De cara, tivemos o Lula raivoso, gesticulante, ameaçador e trajando vermelho nas imagens de arquivo para pontuar as matérias telejornalísticas. Depois, também imagens de arquivo, dessa vez com Lula prostrado, condenado, sendo conduzido por policiais federais. E, afinal, um redivivo “Lula Paz e Amor”: de “tom de estadista” a “quero conversar com os empresários”. 

Até a think tank do golpe, a jornalista Miriam Leitão, aceitou defender Lula, desde que não mexa com a política de preços da Petrobrás... 

Qual desses Lulas imaginários prevalecerá, dependerá do torniquete do Judiciário.




(c) Simbólico

Esse é certamente o plano mais abstrato, isto é, sistêmico, do xadrez da guerra semiótica. Para entendermos as extensões desse nível será necessário recorrer a dois marcos teóricos: a teoria da simulação de Jean Baudrillard e o conceito de sistemas tautistas de Lucien Sfez.

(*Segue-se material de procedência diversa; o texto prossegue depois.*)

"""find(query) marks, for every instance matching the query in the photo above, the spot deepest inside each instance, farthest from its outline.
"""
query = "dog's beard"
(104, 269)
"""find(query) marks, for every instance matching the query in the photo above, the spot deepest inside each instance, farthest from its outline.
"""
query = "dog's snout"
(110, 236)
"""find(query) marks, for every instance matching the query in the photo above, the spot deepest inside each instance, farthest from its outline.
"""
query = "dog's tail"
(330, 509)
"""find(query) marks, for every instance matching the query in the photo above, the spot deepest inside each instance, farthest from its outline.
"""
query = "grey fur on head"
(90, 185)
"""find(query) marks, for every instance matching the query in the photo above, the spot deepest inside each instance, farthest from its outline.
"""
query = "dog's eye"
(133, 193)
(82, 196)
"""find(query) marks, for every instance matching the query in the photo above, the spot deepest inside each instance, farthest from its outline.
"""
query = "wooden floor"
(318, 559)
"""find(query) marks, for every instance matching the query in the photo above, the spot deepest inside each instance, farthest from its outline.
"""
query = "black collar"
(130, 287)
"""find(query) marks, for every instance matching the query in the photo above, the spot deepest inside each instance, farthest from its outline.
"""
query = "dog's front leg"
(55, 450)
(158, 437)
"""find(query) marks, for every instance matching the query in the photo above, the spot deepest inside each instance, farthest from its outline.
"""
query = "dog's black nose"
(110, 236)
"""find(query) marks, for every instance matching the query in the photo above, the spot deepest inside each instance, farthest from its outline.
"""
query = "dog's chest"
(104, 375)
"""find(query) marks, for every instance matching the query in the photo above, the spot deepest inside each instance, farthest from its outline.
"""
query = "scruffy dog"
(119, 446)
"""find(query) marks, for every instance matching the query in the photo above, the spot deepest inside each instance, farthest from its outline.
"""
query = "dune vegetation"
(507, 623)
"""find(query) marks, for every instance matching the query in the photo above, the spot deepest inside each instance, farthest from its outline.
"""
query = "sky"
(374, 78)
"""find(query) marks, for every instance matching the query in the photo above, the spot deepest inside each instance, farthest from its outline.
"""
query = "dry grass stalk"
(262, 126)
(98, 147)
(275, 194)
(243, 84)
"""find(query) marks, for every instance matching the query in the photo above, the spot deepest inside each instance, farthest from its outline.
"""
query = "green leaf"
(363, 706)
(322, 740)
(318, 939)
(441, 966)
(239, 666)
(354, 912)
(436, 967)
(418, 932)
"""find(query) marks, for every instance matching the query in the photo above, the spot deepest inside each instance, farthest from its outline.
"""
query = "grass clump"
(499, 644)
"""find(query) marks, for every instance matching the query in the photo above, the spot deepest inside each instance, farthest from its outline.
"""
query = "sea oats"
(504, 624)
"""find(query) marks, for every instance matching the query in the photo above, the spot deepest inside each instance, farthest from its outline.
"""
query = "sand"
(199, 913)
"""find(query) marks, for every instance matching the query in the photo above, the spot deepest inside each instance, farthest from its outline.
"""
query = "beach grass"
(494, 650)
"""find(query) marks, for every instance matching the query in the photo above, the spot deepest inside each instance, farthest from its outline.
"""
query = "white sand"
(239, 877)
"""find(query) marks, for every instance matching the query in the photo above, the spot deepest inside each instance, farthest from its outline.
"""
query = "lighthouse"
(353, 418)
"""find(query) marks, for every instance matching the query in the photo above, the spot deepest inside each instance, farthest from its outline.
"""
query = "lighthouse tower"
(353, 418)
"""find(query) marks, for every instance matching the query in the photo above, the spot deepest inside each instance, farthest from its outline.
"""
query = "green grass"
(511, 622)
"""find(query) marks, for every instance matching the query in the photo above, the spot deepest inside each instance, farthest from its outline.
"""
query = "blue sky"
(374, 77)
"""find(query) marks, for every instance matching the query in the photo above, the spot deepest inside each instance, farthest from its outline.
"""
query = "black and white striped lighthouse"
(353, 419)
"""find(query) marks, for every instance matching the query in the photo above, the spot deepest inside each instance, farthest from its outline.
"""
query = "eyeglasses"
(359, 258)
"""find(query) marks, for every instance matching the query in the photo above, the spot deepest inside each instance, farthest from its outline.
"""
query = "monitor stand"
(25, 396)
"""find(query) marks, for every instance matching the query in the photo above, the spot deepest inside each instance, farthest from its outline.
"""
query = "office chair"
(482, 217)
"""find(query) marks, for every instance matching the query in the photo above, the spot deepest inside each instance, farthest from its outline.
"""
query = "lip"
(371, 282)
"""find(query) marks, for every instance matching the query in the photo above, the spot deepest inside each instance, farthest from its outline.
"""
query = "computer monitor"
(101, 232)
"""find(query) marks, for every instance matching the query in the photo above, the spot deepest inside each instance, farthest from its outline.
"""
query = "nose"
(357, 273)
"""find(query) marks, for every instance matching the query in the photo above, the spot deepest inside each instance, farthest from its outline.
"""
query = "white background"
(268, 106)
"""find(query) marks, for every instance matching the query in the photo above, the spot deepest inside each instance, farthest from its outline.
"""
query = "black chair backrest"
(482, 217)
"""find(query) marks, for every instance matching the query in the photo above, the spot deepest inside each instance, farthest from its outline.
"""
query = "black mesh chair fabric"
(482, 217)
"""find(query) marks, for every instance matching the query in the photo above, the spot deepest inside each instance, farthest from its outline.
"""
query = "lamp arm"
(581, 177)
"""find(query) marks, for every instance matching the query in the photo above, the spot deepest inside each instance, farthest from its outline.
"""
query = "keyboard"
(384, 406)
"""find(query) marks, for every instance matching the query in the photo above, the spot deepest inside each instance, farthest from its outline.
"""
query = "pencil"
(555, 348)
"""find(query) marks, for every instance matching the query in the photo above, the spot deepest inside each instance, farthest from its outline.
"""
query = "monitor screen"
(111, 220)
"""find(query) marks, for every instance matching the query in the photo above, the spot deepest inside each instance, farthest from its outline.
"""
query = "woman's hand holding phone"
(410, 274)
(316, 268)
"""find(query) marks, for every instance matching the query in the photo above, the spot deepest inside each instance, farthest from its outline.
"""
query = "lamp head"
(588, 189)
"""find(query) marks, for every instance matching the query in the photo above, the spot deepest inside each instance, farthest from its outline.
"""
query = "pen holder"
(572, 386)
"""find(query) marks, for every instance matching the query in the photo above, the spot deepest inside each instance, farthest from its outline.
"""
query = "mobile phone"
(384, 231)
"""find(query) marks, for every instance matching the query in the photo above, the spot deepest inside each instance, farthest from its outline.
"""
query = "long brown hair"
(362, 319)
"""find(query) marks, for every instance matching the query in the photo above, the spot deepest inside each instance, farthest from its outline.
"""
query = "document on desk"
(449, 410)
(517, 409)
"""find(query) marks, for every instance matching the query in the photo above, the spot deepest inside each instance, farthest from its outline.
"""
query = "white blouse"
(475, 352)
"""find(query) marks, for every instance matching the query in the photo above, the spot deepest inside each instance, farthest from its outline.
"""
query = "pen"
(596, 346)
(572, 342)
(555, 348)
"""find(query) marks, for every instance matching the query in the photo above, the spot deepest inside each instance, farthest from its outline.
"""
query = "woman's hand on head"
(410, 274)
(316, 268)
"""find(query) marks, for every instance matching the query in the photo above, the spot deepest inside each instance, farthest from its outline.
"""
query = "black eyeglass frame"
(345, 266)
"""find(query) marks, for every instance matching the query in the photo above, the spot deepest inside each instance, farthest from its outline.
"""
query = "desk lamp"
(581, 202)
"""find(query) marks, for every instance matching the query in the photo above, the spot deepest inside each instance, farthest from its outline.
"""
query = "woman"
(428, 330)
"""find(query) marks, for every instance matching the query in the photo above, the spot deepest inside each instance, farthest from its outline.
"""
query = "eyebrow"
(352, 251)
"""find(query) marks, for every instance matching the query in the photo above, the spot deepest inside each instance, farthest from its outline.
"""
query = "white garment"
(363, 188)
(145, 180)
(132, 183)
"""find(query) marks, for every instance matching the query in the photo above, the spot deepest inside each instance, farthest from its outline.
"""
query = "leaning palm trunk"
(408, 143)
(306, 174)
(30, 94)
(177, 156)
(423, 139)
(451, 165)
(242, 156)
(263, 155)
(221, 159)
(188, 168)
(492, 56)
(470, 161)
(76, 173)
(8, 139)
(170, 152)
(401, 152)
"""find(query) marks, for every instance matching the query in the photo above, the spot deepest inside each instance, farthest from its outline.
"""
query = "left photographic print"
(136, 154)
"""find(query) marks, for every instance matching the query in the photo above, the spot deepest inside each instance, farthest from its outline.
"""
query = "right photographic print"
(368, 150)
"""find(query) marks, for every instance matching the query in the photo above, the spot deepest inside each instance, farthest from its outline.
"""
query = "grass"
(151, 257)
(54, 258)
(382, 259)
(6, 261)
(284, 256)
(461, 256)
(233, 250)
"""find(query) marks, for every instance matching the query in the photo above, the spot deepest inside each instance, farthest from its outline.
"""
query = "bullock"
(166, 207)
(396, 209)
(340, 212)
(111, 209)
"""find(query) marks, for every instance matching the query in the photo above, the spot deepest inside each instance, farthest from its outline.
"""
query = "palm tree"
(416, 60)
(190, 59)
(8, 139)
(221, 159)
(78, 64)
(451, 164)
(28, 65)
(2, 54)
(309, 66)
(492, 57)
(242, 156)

Para Baudrillard o sistema político transformou-se numa entidade autônoma, cujos signos se tornaram intransitivos. Direita/ Esquerda, Oposição/Situação seriam signos comutáveis, definidos não positivamente pelo seu conteúdo (representação do que é externo ao sistema: ideologias, História, luta de classes etc.), mas negativamente por suas relações distintivas no sistema -  esse seria o “grau zero da política”: o sistema precisa incessantemente simular a distinção entre os signos: conflagrações, crises, denúncias etc. Seu maior temor é a inércia: o desaparecimento de um dos pólos, o que levaria o sistema à entropia – leia BAUDRILLARD, Jean, Partidos Comunistas: paraíso artificial da política. Rocco, 1985.

Já demos esse exemplo em postagem anterior: Dilma não foi derrubada por suas virtudes ou defeitos. Simplesmente por que a esquerda no poder estava “dando certo”: nada mais fez do que maximizar das necessidades de reprodução do valor e do capital com o neodesenvolvimentismo, além de em muitos aspectos manteve a agenda liberal – precarização do trabalho, desindustrialização, jamais taxou grandes fortunas, nunca bateu de frente com bancos e agronegócios e manteve o País no curso de um exportador de commodities etc.

Se a esquerda estava “dando certo”, onde estava a oposição? Para quê Direita, se a “Esquerda” pode reproduzir otimamente o Capitalismo? Derrubar Dilma foi um imperativo simbólico: evitar a entropia do sistema político reestabelecendo a distinção sistêmica dos signos, através da ressignificação da Esquerda através do discurso do combate à corrupção: “roubalheira do PT”, “petrolão do PT” etc.

Sincronicamente, a “libertação” de Lula ocorre num momento em que, mais uma vez, o sistema político é incapaz de criar uma oposição – dessa vez contra Bolsonaro, principalmente depois que colocou as duas casas do Congresso no bolso.

Diante da crise econômica e a catástrofe necropolítica da pandemia estar dando cada vez mais na vista (a tentativa do jornalismo corporativo em passar o pano falando que Bolsonaro e Pazuello dão “declarações polêmicas” já não é mais suficiente para manter as aparências) o sistema político aproxima-se perigosamente da entropia.

Nada como devolver Lula ao tabuleiro do jogo, injetando energia no sistema, criando um thriller que promete muitos plot twist. Esse é o imperativo simbólico da volta de Lula, sob o aperto do torniquete do imaginário e do real – o Judiciário.

Em consequência, temos um sistema político tautista (tautologia + autismo), marco teórico de Lucien Sfez. Como um sistema fechado em si mesmo, intransitivo e apartado do mundo exterior, os únicos vetores que o põe em movimento são internos. O que parece ainda mais evidente nesse um ano completo de pandemia: isolamento social que nos coloca na situação de que as telas da comunicação espectral (Internet, redes sociais) e de irradiação (TV, rádio) são as nossas únicas “aberturas” para o mundo. Na verdade, apenas inputs e outputs do sistema político – leia SFEZ, Lucien, A Comunicação, Martins Fontes, 2007.

O tautismo do sistema político somente pode ser confrontado por ações externas – tomar as ruas, protestos, violência, ações anarquistas e formas de guerrilha anti-mídia cujas bombas semióticas são incapazes de serem assimiladas pela autodescrição que o sistema faz de si mesmo.

É quando o imperativo do deserto do real se sobrepões ao imperativo simbólico dos sistemas tautistas.